Tables interviewers love to see you produce from memory — they prove you've internalized the distinctions rather than memorized definitions.

Flag types at a glance:

Type	Lifespan	Value changes	Owner	Deleted?
Release toggle	days–weeks	once (off→on)	dev team	yes, at 100%
Ops / kill-switch	months–years	rarely, in emergencies	SRE	no — kept as a brake
Experiment	weeks (one run)	per-user, fixed during run	product / data	yes, after the run
Permission / entitlement	permanent	when a plan changes	billing / product	no — it's business logic

Rollback levers, fastest first:

Lever	Speed	Precondition
Flag kill-switch	seconds	old code path still exists & works
Traffic shift / canary abort	minutes	a previous version still receiving traffic
Binary redeploy	tens of minutes	previous artifact available; re-runs pipeline

Config delivery: streaming vs polling:

	Streaming	Polling
Propagation latency	sub-second	up to one interval
Best for	kill-switches, urgent flips	most flags; flaky networks
Resilience	needs a stable connection	tolerant of intermittent connectivity

Failure behavior: fail-static vs fail-open:

	Fail-static (correct)	Fail-open to defaults (dangerous)
On backend outage	serves last-known-good	flips everything to hardcoded defaults
Effect	no behavior change	silent mass behavior change at once
Verdict	the only acceptable mode	worse than the service being down

Cheat Sheet¶

CORE            deploy = code on server | release = users get behavior | flag = the switch between

TYPES           release(dev, dies) | ops/kill-switch(SRE, lives) |
                experiment(data, consistent) | permission(billing, permanent)

EVALUATION      local in-proc from cached ruleset (µs) | stream(<1s) vs poll(N s) |
                unreachable → LKG cache → local file → SAFE default

PROGRESSIVE     canary(traffic %) | rollout(flag %, stable hash bucket) | rings(internal→beta→GA) |
                Argo/Flagger: advance on guardrail metrics, auto-rollback on breach

ROLLBACK        flag kill-switch (s) > traffic shift (min) > redeploy (10s min)
                valid ONLY IF off-path still exists & works

KNIGHT CAPITAL  reused flag + dead code + inconsistent fleet + no kill-switch → ~$460M / 45 min
                → never reuse a flag | delete dead code | apply config atomically | fast kill-switch

CONFIG=PROD     flag change = deploy-risk, fewer controls → audit + reason, blast-radius preview,
                two-person rule (high risk), staged change, fail-STATIC not fail-open

DEBT            2^n combos | dead paths rot | release toggles get owner+expiry | delete flag AND code

Summary¶

Interviewers probe this topic for release-risk thinking.
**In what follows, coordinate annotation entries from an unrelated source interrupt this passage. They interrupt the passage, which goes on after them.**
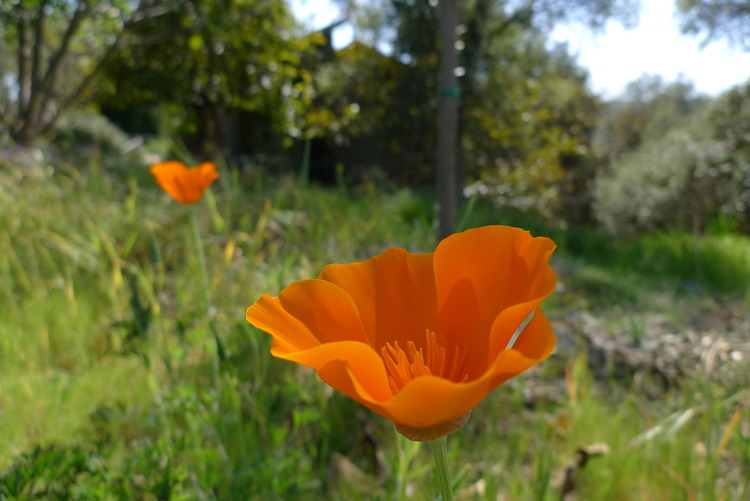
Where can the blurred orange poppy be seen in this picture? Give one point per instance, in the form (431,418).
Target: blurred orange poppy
(185,184)
(420,338)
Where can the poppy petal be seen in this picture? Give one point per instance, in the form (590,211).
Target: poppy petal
(483,271)
(394,293)
(308,313)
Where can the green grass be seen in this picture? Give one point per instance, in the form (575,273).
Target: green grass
(110,385)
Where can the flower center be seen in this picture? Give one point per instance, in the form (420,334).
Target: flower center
(403,366)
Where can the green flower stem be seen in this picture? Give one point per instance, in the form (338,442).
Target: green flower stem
(205,285)
(440,454)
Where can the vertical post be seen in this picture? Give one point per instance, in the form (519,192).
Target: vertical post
(448,95)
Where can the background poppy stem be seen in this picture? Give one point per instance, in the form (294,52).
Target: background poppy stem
(439,451)
(205,284)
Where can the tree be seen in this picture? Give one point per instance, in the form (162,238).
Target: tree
(60,46)
(483,23)
(715,19)
(229,72)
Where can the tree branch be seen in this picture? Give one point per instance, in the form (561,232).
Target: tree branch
(55,62)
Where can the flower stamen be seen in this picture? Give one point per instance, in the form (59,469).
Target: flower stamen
(403,366)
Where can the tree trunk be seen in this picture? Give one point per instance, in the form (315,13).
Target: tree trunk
(448,95)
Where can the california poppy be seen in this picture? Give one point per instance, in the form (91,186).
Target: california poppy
(420,338)
(185,184)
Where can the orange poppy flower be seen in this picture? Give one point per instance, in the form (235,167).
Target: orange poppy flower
(185,184)
(420,338)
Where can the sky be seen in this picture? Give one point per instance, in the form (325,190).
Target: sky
(615,56)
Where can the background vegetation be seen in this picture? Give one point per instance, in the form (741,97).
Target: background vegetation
(127,370)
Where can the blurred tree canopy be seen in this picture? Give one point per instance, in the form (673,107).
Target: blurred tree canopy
(53,50)
(228,74)
(674,159)
(243,77)
(715,19)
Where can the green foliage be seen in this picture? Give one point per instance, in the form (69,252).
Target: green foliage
(677,162)
(231,71)
(110,387)
(716,19)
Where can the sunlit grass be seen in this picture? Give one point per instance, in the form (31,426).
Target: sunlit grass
(104,346)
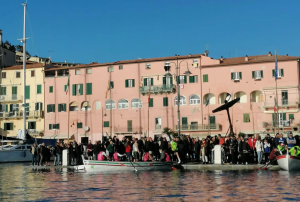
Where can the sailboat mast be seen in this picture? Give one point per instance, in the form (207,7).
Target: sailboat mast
(24,70)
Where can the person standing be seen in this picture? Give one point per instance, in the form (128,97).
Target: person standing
(34,152)
(258,147)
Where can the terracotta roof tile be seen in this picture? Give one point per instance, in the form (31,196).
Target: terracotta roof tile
(30,66)
(127,62)
(253,59)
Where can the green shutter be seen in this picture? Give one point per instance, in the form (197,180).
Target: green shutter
(74,89)
(106,124)
(89,88)
(151,102)
(284,116)
(81,89)
(27,92)
(3,90)
(39,89)
(191,79)
(165,101)
(14,90)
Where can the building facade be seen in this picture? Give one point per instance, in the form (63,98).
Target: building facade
(112,99)
(11,99)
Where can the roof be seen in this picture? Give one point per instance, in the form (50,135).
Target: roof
(31,66)
(95,64)
(252,59)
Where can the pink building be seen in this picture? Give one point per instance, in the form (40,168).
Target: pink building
(90,102)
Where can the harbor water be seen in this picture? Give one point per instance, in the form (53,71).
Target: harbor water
(20,182)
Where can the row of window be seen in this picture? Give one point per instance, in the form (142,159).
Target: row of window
(257,75)
(10,126)
(14,90)
(18,74)
(15,107)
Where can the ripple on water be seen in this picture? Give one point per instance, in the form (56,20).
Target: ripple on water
(21,183)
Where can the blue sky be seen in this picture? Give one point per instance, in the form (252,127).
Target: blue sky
(107,31)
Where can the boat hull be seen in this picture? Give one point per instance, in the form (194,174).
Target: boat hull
(113,166)
(7,156)
(289,163)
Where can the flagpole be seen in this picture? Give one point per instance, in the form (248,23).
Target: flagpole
(68,107)
(208,113)
(110,128)
(276,74)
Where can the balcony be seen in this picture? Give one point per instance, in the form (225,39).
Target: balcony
(128,130)
(199,127)
(158,89)
(12,98)
(282,103)
(16,114)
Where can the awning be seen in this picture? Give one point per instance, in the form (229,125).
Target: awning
(74,104)
(85,104)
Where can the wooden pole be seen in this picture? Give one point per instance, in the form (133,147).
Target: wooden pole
(69,89)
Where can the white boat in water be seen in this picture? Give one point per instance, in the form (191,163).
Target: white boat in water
(18,153)
(113,166)
(289,163)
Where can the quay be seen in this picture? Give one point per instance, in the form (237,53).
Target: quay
(194,166)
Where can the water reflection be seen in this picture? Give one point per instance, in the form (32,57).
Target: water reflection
(20,182)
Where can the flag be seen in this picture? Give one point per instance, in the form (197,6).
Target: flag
(207,101)
(276,68)
(108,88)
(67,86)
(149,81)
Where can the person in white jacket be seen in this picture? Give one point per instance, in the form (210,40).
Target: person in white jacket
(259,149)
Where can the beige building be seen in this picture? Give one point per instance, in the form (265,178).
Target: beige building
(11,99)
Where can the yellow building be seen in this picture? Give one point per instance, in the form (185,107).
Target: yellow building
(11,99)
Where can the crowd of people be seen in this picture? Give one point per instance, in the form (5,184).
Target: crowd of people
(235,149)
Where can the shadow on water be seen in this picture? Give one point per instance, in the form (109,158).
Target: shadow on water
(21,182)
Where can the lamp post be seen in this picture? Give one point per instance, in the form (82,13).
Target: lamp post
(168,75)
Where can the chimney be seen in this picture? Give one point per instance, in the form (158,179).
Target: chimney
(0,37)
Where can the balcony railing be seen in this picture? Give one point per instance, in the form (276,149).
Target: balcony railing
(282,103)
(11,98)
(199,127)
(16,114)
(158,89)
(121,130)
Anchor every answer in deploy ≠ release, then layer the flag-type taxonomy (and its lifecycle/ownership consequences), local evaluation with safe defaults, progressive delivery via canaries/rollouts/rings driven by guardrail metrics, and flags as your fastest rollback — with the caveat that the old path must survive. The senior differentiators are stating that flag config is production config and proposing controls scaled to blast radius, designing flags safe across the consistency window, and citing Knight Capital precisely. At the platform level, default to buy-behind-OpenFeature and reason about tier-0 fail-static reliability and experiment statistical rigor. The candidate who only "used a flag SDK" stops at Q1; the one who understands flags as an unreviewed production-change surface carries the whole interview.